Explore all your options for increasing your deposit

Even if your deposit is low, the more cash you have, the more loan options you will have, with better interest rates and conditions.

Will your parents gift a part of your deposit? You'll never know if you don't ask.

Can you qualify for a First Home Owner Grant? Checking the eligibility requirements will tell you.

Could you save for a deposit faster using superannuation contribution tax concessions? It may look complicated, but your accountant will be able to help you.

Explore all your options for getting approved with a low deposit

Will one or both of your parents agree to act as your loan guarantor? If all parties understand the implications, and you keep up with your loan repayments, this can be a fairly painless way of getting onto the property ladder.

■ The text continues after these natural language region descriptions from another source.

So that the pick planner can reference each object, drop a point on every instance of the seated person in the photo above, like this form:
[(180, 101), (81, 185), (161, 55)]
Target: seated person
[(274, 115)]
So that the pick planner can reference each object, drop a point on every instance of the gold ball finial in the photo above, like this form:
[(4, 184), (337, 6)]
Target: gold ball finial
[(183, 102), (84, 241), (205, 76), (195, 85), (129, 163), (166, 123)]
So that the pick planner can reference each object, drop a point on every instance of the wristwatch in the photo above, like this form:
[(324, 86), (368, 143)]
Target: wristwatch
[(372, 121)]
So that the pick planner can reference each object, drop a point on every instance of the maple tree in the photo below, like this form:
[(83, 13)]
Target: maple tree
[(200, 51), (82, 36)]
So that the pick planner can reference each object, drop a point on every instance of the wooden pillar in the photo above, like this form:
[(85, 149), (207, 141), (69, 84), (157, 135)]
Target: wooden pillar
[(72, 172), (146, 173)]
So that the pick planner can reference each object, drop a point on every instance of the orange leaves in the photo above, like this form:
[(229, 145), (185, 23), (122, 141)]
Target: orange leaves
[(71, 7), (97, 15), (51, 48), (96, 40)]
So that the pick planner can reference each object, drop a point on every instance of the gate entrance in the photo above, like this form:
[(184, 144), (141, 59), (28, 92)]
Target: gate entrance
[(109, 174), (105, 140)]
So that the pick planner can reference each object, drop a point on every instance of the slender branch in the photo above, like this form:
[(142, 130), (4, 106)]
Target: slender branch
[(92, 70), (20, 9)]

If there's no prospect of a family guarantor, you could qualify to have your loan guaranteed by the federal government. You stand a better chance if you're buying a new home rather than an existing one.

And if all other options fail, you can still pay for Lenders Mortgage Insurance.

You don't need to accept less than the best just because your deposit is low

While you'll certainly have more bargaining power with a 20% deposit than you would with a 5% deposit, it doesn't mean that you should accept the first home loans with low deposit you are offered. By all means check out what your regular bank has to offer, but don't hesitate to compare that loan with all the products offered by the many other lenders who are competing for your business. Aim for the best combination of:

  • Lowest advertised interest rate
  • Lowest comparison interest rate (i.e. effective rate including unavoidable fees)
  • Lowest fees not included in the comparison rate
  • Choice of loan terms
  • Availability of offset account, extra repayment facility, redraw facility

The easiest way to compare your home loan options is to do comprehensive research online.

Look for a lender with an Australian Credit Licence

Protect yourself by only borrowing from a lender who has an Australian Credit Licence. All banks, building societies, credit unions and finance companies should have an Australian Credit Licence, and financial advisors, finance brokers and mortgage brokers need them as well. Finty is a credit licensee. You can check the ASIC professional register to find out if a lending organisation or advisor is properly licensed.